Forum Moderators: open
I saw a method one time that sent only a javascript decoding function plus a huge encoded string. It decoded the text on the fly and document.write'ed it back to the screen. Definately a good way to have Google forget all about you.
Also, if you take advantage of the noarchive feature, people won't necessarily be able to get the same page that Google got.
Combining the two does put you under more scrutinty, as Google will review pages that use the noarchive more often that regular pages, but - if you are worried about somebody stealing your hard work, it's a good way to go.
One trick is to serve a visitor a 'poison' version, with some special tags in it.
Then, if anybody steals and doesn't do a thorough job of find / replacing, you'll know that they got the page from you. :)
Hope that helps.
I just found out one of my sites had been hijacked, and I'm still puzzling over the best course of action. Had I taken the measures I described above, there would not have been the issue I'm wrestling with know, after my stuff has been stolen.
If I saw a page that had 'protection' id 'krack' whatever 'protection' was in place just because im like that :D
<!-- Error while reading source file -->
Anyway, the best HTML encryption I've seen is encoding the HTML in hex with a function on top of it. You can decode some of it, but you need to know JavaScript to get all the HTML. For kicks, I ran that page through SimSpider [searchengineworld.com]. Guess what only the non-encrypted parts got crawled.
There are several methods of decrypting the source for this page; easiest is Mozilla's trusty DOM inspector. Just view the page in Mozilla, open the DOM inspector, select <HTML> as the node you wish to view, right-click and select "Copy XML." Open a text editor and paste the source into a new document. The page source is now yours to do with as you see fit.
If you want the link to the site it is explained in detail, sticky me. (If that is ok, otherwise I'll delete this sentence if you notify me about the why...)
There are several Javascript solutions that will scramble the HTML, and write the content out to the browser. I have used these scripts when I had text that I didn't want visitors to be able to copy and paste, or where we don't want the links to be easy to extract. But we didn't want these pages indexed by search engines.

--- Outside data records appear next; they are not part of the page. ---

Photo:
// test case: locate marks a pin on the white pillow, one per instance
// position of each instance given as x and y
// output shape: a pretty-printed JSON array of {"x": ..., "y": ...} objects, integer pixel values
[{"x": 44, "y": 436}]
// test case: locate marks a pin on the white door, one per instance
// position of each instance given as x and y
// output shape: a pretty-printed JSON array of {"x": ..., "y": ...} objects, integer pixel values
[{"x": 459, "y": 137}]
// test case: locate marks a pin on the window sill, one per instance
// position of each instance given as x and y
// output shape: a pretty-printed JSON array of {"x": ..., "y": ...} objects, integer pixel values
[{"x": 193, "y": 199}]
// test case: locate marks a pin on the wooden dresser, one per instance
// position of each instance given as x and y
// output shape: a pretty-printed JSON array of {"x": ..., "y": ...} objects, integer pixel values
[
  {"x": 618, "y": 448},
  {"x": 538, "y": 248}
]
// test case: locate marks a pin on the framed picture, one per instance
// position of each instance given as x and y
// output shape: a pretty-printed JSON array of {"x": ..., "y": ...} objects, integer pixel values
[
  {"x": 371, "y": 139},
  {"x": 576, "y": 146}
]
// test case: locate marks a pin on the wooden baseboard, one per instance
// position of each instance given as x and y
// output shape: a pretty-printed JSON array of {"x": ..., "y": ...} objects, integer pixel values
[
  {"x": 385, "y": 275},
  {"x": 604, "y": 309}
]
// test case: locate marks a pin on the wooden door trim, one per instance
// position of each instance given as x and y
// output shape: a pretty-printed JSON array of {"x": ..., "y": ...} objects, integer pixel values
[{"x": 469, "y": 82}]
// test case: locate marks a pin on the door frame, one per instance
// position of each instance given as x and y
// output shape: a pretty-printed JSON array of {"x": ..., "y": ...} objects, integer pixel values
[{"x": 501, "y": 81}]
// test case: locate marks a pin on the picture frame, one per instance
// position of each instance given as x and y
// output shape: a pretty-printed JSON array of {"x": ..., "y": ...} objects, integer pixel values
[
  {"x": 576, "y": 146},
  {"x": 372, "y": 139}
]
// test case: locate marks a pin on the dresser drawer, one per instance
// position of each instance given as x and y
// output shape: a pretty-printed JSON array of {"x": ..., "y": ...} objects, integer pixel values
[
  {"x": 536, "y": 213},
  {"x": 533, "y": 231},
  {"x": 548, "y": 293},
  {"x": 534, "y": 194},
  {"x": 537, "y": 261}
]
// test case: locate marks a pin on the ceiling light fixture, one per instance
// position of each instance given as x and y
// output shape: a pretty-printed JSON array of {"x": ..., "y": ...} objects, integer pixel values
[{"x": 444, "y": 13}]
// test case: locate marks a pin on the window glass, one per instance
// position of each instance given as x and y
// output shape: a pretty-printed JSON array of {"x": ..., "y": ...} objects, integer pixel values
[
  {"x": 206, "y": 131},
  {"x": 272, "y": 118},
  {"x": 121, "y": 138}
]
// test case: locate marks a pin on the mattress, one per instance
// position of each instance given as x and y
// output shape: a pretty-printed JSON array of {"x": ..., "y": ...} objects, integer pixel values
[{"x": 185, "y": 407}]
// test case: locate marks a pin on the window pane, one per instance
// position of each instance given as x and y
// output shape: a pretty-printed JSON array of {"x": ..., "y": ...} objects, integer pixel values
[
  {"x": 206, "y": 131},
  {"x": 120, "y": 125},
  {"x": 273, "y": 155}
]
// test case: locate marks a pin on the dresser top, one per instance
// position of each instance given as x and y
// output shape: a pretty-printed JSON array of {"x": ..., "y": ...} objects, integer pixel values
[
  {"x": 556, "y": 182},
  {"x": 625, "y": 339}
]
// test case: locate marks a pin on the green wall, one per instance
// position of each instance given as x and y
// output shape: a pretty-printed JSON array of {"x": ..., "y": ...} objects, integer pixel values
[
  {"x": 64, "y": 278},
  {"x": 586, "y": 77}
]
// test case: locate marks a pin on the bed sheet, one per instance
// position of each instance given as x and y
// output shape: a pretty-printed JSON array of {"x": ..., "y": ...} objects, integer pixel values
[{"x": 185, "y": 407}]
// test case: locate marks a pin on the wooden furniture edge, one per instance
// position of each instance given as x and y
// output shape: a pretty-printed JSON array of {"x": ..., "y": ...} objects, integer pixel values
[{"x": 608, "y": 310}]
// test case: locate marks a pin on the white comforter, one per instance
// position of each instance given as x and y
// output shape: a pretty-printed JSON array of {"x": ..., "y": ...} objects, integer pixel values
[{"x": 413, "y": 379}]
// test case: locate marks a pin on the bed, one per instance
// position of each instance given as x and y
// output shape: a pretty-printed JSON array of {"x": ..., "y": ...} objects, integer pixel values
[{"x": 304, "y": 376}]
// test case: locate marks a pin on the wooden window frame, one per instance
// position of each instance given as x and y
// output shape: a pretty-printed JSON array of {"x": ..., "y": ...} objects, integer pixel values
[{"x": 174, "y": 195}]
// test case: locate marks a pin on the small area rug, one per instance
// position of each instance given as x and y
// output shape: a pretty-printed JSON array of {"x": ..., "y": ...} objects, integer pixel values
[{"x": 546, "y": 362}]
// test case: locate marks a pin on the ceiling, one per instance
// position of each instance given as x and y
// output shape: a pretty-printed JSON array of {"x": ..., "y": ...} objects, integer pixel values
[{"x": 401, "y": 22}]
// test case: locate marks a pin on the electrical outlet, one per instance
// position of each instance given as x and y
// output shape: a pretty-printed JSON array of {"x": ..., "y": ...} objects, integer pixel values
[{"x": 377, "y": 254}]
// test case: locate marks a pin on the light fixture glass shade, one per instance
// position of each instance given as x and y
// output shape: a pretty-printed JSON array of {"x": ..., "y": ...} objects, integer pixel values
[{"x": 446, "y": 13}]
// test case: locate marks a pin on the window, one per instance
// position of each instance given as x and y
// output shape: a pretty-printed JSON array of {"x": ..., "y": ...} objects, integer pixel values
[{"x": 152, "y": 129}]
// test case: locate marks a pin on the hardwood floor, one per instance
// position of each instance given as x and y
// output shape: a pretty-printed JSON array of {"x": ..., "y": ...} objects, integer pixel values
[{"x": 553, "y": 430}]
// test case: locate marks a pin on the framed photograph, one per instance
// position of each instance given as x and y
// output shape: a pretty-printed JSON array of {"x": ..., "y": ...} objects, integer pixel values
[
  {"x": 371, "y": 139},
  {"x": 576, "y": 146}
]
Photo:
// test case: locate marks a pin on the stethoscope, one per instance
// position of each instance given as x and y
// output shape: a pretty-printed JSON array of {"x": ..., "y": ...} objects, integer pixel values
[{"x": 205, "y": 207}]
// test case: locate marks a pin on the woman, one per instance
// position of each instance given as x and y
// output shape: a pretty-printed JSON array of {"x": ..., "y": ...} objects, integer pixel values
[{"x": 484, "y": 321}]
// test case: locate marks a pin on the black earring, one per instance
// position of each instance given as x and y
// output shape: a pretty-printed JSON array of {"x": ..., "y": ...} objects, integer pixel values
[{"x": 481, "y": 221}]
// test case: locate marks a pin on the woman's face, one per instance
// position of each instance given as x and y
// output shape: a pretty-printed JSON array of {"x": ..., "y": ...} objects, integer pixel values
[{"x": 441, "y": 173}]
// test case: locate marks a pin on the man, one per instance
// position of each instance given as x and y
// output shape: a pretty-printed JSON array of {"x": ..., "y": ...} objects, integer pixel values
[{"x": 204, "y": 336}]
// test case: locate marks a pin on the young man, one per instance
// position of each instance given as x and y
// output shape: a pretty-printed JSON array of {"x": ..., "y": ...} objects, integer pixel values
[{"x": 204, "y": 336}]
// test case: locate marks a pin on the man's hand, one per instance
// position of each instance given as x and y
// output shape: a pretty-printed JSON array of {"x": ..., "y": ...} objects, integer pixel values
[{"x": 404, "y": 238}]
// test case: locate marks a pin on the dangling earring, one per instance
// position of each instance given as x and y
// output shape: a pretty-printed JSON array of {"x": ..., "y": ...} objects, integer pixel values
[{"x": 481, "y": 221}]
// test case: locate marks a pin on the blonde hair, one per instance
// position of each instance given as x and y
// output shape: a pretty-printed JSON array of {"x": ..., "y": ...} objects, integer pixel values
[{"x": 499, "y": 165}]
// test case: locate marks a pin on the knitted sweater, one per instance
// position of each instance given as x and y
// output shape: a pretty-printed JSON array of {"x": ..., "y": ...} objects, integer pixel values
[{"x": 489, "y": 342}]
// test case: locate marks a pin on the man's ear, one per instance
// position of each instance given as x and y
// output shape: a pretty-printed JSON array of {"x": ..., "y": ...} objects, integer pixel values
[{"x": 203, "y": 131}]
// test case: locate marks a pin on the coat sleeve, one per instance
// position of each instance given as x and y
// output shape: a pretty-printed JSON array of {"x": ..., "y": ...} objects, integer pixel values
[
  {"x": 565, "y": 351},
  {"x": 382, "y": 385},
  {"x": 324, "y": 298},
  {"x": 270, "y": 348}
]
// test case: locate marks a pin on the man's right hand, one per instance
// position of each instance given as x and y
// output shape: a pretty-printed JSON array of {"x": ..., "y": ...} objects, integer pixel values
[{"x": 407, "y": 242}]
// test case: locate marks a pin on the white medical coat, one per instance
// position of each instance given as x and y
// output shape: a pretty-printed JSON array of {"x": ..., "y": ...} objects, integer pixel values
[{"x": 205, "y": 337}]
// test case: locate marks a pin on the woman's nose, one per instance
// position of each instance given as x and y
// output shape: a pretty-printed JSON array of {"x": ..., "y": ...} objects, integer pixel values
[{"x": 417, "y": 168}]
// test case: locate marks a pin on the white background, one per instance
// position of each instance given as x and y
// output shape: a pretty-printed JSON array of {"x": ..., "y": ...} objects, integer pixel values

The original question was whether there is a potential Google penalty. This really depends on what you're doing, and what Google decides to do. If you send Google some HTML that isn't the same thing that's displayed in the visitor's browser, you're taking a risk.
I've seen one script that is used to hide affiliate links, that hijacks the merchant's page content for display and allows hidden text to be placed on the page. I would have to guess that they would penalize this if they caught it.
The Mozilla DOM Inspector makes it pretty easy. I haven't found a Javascript scheme that it can't unravel. ruserious already posted the basic instructions, here's a more step by step version.
1. Get Mozilla, make sure you install the Inspector (full or custom install).
2. Go under the Tools menu; Web Development; DOM Inspector.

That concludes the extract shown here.